Little things make a big difference,
Ed
Aaron,
Great work on the house.
If you do this again, or you have similar work to do, here are a few tips I’d give you. I did this work for 20 years, starting as a child. I had to mix mortar, and haul that, plus brick, block and stone up ladders on to scaffolding and roof tops.
Analyze how you can work without bending over very often. Bending wastes a lot of energy and induces pain, especially when your tired. I always get all the cement bags up on something to sit at waist height or above.
Carry two half buckets, not one full one. It balances the strain on your body. It will take a bit to balance on the ladder, but after a few times its get a lot easier.
Always, always washout your buckets with water between fills. I just have one bucket 1/2 full of water, dump into the second bucket and use that one for the mud. After an hour or so, you should change the water out. This stops you from hauling any mud back down the ladder that you took up.

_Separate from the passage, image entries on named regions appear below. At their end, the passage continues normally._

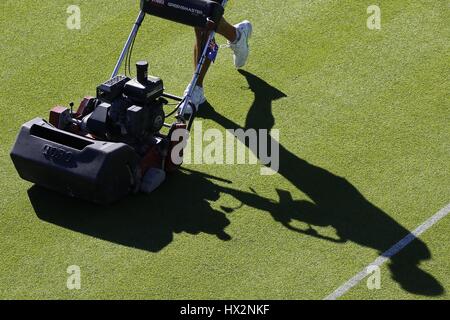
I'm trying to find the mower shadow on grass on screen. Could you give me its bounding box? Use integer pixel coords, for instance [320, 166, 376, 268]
[28, 171, 231, 252]
[198, 70, 444, 296]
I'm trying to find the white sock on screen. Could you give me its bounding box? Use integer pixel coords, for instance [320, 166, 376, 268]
[232, 28, 241, 44]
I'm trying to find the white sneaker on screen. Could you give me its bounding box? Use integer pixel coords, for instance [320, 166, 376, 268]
[228, 20, 253, 69]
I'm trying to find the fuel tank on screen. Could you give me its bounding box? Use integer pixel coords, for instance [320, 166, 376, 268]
[11, 118, 139, 205]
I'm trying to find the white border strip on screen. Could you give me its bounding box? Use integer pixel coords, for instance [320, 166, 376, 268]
[324, 203, 450, 300]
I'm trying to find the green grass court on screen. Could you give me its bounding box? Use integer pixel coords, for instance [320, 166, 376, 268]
[0, 0, 450, 299]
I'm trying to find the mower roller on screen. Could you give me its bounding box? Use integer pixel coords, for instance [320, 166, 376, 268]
[11, 0, 227, 205]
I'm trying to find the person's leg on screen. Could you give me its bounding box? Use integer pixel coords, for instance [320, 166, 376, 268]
[185, 18, 252, 112]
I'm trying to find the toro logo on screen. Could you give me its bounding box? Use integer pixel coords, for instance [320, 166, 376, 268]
[42, 144, 73, 163]
[151, 0, 165, 6]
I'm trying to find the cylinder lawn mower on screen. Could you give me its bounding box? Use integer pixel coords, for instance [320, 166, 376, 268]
[11, 0, 227, 204]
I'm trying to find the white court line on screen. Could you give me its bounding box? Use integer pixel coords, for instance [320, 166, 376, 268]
[324, 203, 450, 300]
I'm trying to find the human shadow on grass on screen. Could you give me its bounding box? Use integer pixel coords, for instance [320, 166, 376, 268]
[198, 70, 444, 296]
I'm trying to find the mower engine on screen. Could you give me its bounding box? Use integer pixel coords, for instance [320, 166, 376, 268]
[11, 61, 186, 204]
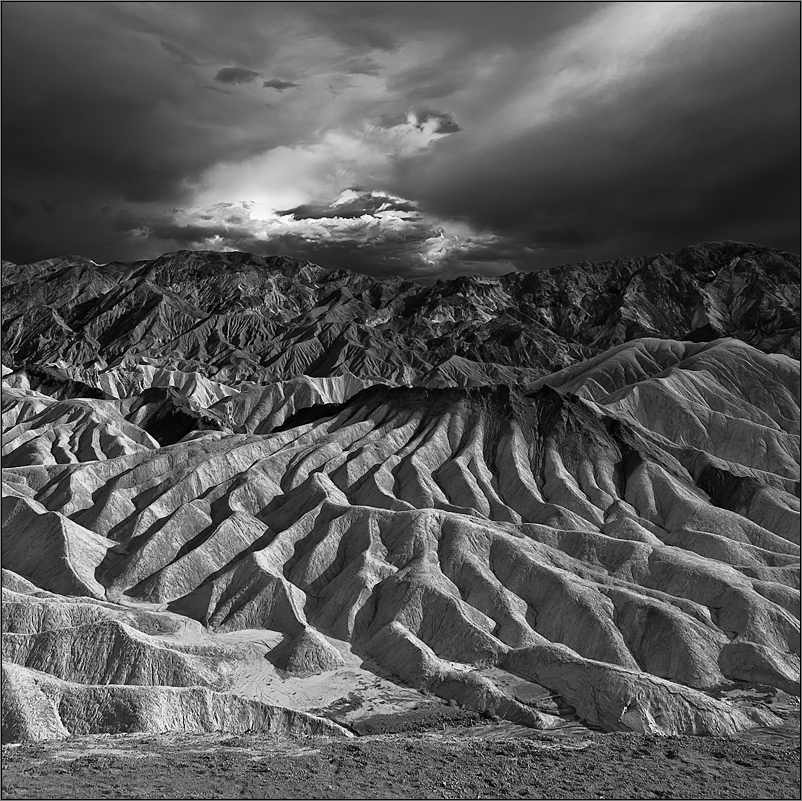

Speaking of ladders, if possible, get rid of them. When you haul buckets of mud up the ladder, you are also carrying your own weight has well. Set up an intermediate scaffold with a board on it. Shovel the batch of mud on to the board. Get up on the scaffold and shovel the mud into the forms. You are moving the minimum mass up in the air. If shoveling doesn’t work for you (mud too wet), do it with buckets.
I’m 48 now, and I have been in high-tech for 22 years (cube land). I can still get out and mix 50 pre-mix bags in a day and place it. I’m a bit sore at the end of the day, but not bad. I’m not a big or strong guy, but by dad taught me to conserve energy for every little movement.
Best of luck on the house.
Troy
Well, there was this guy on Permie’s web site stating how cheap and easy these homes are to build. He was bragging that the homes can be constructed from the dirt and a person can put up 200 sq ft a day. From what I see is that it takes someone experienced in this type of building and the building has to be adapted to the area of the country. I would think that in Texas you would have to worry about getting some insulation on the outside to create thermal break. I would be worried about condensation on the inside if you were to rely on just thermal mass. So I gather if you have a ton of folks and someone schooled in this type of building it’s not really that easy to construct, Also, it’s not as cheap as they tout for building method.
That’s nuts how closely this resembles my experience pouring a bond beam on my tire/timber-frame/cob house 6 months ago. Our mixer didn’t break but was undersized and it was just me and my gf. We worked 18 straight hours and ended up pouring half of it in the dark with headlamps on.
That was the toughest part of the build and it’s not even close. I carried around 3 cubic yards of concrete in 5 gallon buckets up and down ladders and didn’t get done til 2am. Concrete’s a cold-hearted ruler, once you pour that first bucket, there’s no turning back. Every hour or so one of us would break down and start trying to convince the other that a cold joint couldn’t really be such a big deal, could it, haha.
Oh and the two half filled buckets suggesting above is correct. You get so numb at some point that as long as the load is balanced, you hardly feel the weight.
Congrats to you, beautiful project, I hope it brings you (or is currently bringing you) lots of happiness and satisfaction.